Read Anthropic’s case study about Graphite Reviewer

Modern dev teams test every code change before merging. This isn’t just a convention; right along with code review, it’s a default standard enforced across almost all company codebases, We call this “continuous integration tests,” and the net result is that the average organization runs hundreds of test suites a day.

Looking back in time, continuous integration testing hasn’t been around forever - but testing software roughly has. From what I can tell, CI is a result of testing getting faster and faster over time. How did things get this way, and where can future test speedups be found?


Note

Greg spends full workdays writing weekly deep dives on engineering practices and dev-tools. This is made possible because these articles help get the word out about Graphite. If you like this post, try Graphite today, and start shipping 30% faster!


Software testing was slow in the 1980s. Much of the testing was focused on finding possible errors in the code above all else. Michael Fagan popularized “Fagan Inspections,” which involved groups of engineers pouring over code printouts looking for mistakes. It was time-intensive, manual, and looked more like intensive code review than what we think of as software testing today.

In the 1990s, software unit tests became more prevalent. But for a time, unit tests were predominantly written by specialized software testers in the company using custom tooling and practices. Some thought that the original code authors might have blind spots in testing their own code—and to be fair, we still don’t trust engineers to review their own code changes for similar reasons.
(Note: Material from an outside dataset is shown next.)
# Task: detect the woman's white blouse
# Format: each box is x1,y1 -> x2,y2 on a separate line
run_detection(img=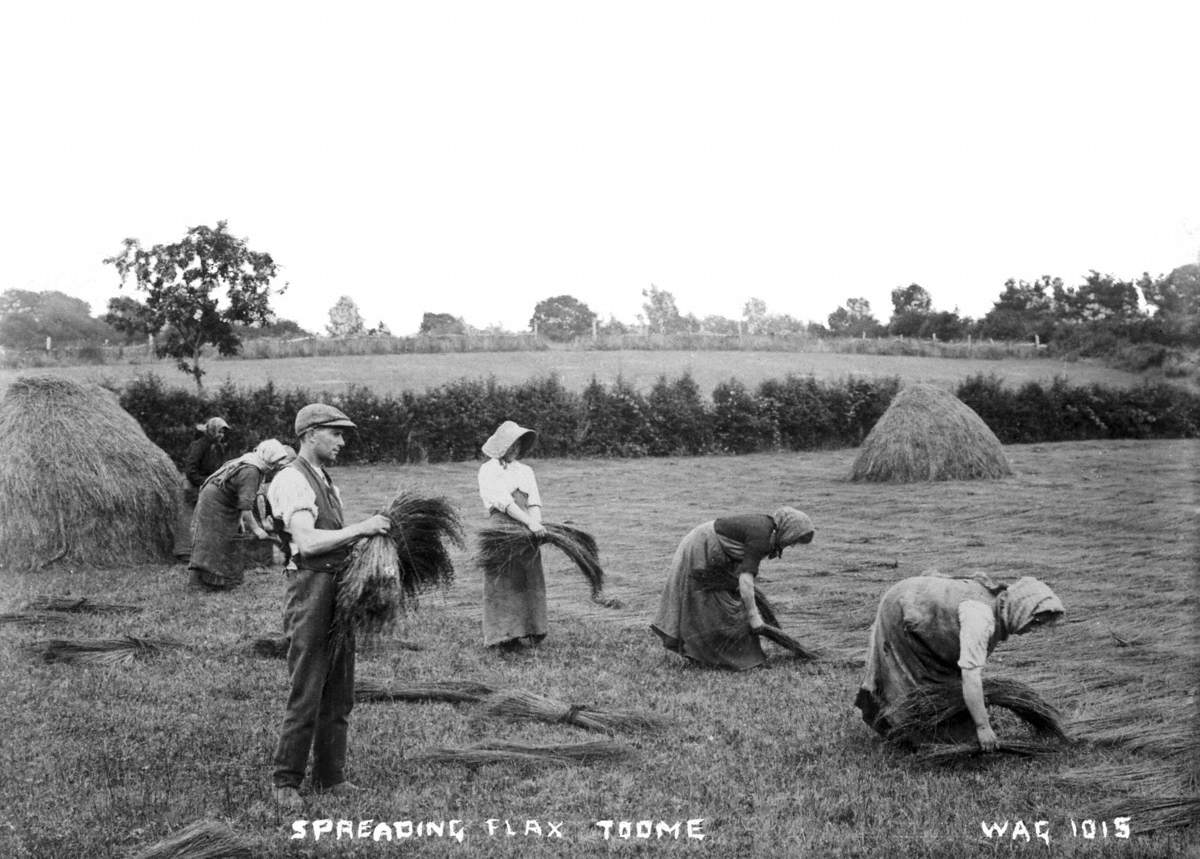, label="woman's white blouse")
479,459 -> 541,512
Tests were run infrequently for two reasons at this point: they were not always written by the software authors themselves, and they could be slow to execute. Depending on the complexity of the tests, combined with the slower computers of the time, test suites could take hours or even a full day to complete. If a separate engineer was needed to write tests for your code, and the test suite didn’t run until the following evening, it might be days before an engineer got feedback on why their change broke builds.

Kent Beck’s 1999 book Extreme Programming (XP) helped usher in a cultural change. Engineers were encouraged to write small isolated tests for each new piece of code they contributed. “The XPer view was that programmers could learn to be effective testers, at least at the unit level, and that if you involved a separate group, the feedback loop that tests gave you would be hopelessly slow. Xunit played an essential role here; it was designed specifically to minimize the friction for programmers writing tests.”

By having code authors write their own tests, there was a chance that new code could be tested more frequently than at the point of integration. The faster testing led to shorter feedback cycle times for developers. But self-testing was an opt-in process, relying on authors to diligently run local tests before merging. What's more, the test’s success was dependent on the author’s local computer running it rather than a source-of-truth server. Codebases were still at risk of breaking the next time a build was cut and test suites executed.

While Google started automating its build tests in 2003, the engineering industry took slightly longer to do the same. But automation was sorely needed:

Software systems are growing larger and ever more complex… To make matters worse, new versions are pushed to users frequently, sometimes multiple times each day. This is a far cry from the world of shrink-wrapped software that saw updates only once or twice a year.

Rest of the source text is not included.